[Question] Best way to create a bidiagonal LazyTensor
See original GitHub issueHi everyone,
I am looking for some advice on how to create a specific LazyTensor such that matrix products/inversions are done efficiently.
Goal
My goal is to create the following LazyTensor, of size nx(n+1)
:
[[1, -g, 0, 0, ..., 0, 0],
[0, 1, -g, 0, ..., 0, 0],
...
[0, 0, 0, 0, ..., -g, 0],
[0, 0, 0, 0, ..., 1, -g]]
Current solution and issues
The current way I do this is:
from gpytorch.lazy import ZeroLazyTensor, DiagLazyTensor, CatLazyTensor
import torch
g = 0.5
n = 5
eye_n = DiagLazyTensor(torch.tensor([1.] * n))

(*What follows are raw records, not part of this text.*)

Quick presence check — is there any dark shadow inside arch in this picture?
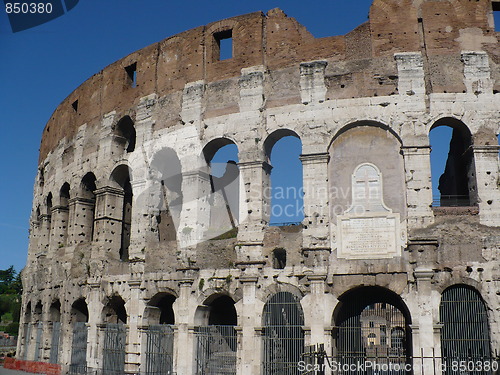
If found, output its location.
[195,294,238,374]
[203,138,240,239]
[264,129,304,226]
[111,165,133,261]
[328,120,403,150]
[148,147,183,242]
[103,295,127,324]
[262,292,304,375]
[147,293,176,324]
[115,116,136,152]
[429,117,476,207]
[439,284,492,375]
[333,286,412,368]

g_n = DiagLazyTensor(torch.tensor([-g] * n))
# Create two different zero_col to make sure gradients are
# correctly backpropagated
zero_col_1 = ZeroLazyTensor(n, 1, dtype=torch.float)

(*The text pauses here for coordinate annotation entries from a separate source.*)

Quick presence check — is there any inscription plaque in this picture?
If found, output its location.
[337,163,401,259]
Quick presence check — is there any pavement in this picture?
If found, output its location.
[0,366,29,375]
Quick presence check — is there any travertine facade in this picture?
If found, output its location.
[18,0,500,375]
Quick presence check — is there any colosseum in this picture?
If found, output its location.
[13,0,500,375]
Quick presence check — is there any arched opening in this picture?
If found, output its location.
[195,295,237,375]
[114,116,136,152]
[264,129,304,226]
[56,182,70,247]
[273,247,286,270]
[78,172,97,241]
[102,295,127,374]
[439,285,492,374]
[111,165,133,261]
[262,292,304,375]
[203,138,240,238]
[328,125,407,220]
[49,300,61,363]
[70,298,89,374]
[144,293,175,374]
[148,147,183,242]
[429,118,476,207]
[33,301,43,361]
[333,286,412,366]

zero_col_2 = ZeroLazyTensor(n, 1, dtype=torch.float)
diag_part = CatLazyTensor(eye_n, zero_col_1, dim=-1)
superdiag_part = CatLazyTensor(zero_col_2, g_n, dim=-1)
out = diag_part + superdiag_part
print(out.evaluate())
This creates the correct tensor, but it scales very poorly: since the tensor has a complicated structure, it cannot be inverted or multiplied efficiently. Consequently, when I use this tensor in a custom kernel (with n
the number of points), I can only use the GP on a few thousand samples, after which my GPU’s memory is not large enough to do the operations.
Is there a more efficient way to define this LazyTensor?
Issue Analytics
- State:
- Created 3 years ago
- Comments:6 (6 by maintainers)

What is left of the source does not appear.